Charred Brussels Sprouts

Serves 4-6 

Brussels sprouts’ sweet, nutty flavour plays beautifully with smoky, salty bacon and caramelized onion in a dish you can debut at Thanksgiving–and will want to make year-round.



2 lb
Brussels sprouts, washed, trimmed and halved lengthwise
2 tsp
3 strips 
Pusateri’s Bacon, cut in 1/4” pieces
2 tbsp
Perfect Taste Caramelized Onion
1 tbsp
Kozlik’s Dijon by Anton Mustard
1 tsp
Rosewood Estates Winery Wildflower Honey


Brussels Sprouts

  1. In a large pot bring 5 cups of water to a boil. Add salt and Brussels sprouts.
  2. Return to a boil and cook for 3 minutes. Drain and set aside.
  3. In a large skillet over medium-high heat, add bacon. Cook until crispy stirring regularly.
  4. Remove bacon from pan with a slotted spoon and let drain on paper towel.
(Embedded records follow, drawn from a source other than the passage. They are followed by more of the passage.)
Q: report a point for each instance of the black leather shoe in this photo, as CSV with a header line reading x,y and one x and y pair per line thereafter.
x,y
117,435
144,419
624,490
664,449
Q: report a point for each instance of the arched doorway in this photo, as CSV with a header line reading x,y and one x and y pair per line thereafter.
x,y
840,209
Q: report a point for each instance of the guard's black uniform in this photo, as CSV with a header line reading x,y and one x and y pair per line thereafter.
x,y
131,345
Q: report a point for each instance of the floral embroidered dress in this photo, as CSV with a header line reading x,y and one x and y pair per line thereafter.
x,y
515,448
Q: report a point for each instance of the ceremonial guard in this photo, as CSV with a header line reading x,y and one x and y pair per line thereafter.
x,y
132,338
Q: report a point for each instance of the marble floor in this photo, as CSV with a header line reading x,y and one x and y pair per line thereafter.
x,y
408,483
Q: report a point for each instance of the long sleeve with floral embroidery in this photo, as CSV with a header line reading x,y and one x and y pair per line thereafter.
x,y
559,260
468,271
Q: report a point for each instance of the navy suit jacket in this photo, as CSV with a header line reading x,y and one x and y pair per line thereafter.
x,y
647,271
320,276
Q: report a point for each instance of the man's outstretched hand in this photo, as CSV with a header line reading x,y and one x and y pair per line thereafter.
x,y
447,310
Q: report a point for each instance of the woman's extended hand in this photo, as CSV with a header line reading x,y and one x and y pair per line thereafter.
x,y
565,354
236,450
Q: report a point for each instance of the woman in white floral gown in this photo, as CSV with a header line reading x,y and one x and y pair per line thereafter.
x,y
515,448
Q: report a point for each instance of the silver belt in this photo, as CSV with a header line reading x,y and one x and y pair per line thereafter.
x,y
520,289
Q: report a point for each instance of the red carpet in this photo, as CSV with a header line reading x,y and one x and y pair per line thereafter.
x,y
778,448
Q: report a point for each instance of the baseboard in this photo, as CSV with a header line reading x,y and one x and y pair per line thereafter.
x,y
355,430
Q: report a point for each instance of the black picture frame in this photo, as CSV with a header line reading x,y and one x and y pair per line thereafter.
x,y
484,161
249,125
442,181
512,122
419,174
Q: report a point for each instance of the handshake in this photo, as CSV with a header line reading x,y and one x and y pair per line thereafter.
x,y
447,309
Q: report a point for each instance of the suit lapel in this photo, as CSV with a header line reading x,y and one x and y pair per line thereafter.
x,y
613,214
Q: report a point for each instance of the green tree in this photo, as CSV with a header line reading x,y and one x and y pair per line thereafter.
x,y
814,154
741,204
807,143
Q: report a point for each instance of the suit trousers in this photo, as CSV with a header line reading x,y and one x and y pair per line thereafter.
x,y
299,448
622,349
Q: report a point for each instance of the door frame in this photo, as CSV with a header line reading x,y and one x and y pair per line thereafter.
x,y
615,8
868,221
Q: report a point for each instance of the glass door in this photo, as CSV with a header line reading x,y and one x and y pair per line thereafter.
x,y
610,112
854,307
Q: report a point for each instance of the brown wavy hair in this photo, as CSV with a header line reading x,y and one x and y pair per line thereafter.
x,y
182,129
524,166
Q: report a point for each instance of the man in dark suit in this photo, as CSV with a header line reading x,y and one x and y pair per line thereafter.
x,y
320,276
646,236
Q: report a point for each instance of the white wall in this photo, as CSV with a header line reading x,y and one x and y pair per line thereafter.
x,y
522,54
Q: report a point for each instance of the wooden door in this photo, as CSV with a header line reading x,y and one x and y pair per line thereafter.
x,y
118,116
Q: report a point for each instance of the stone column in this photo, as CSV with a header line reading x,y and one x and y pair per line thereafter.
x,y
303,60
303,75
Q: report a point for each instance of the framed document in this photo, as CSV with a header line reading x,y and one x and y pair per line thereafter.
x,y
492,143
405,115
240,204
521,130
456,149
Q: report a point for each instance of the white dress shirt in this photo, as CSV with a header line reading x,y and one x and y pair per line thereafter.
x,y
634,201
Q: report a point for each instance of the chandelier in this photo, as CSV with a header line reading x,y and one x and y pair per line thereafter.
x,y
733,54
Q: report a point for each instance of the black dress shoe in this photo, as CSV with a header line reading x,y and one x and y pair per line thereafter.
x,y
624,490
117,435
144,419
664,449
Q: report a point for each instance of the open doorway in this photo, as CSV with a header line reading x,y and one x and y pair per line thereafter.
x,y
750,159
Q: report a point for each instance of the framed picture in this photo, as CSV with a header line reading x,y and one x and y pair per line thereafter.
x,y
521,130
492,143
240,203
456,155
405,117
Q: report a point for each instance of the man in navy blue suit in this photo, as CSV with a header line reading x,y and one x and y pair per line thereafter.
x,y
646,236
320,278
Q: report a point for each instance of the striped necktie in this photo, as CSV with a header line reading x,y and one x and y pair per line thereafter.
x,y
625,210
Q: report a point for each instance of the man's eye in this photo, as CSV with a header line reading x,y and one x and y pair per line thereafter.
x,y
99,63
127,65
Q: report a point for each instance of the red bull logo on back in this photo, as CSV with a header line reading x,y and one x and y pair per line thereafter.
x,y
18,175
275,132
Reserve bacon fat in pan.
  5. Heat bacon fat over medium heat and add the Brussels sprouts. Cook until golden brown, stirring often.
  6. Return bacon and add caramelized onion, mustard and honey to incorporate.


Get creative with your Brussels sprouts… They’re also delightful roasted; shaved raw into a salad; made into kimchi; and even deep-fried.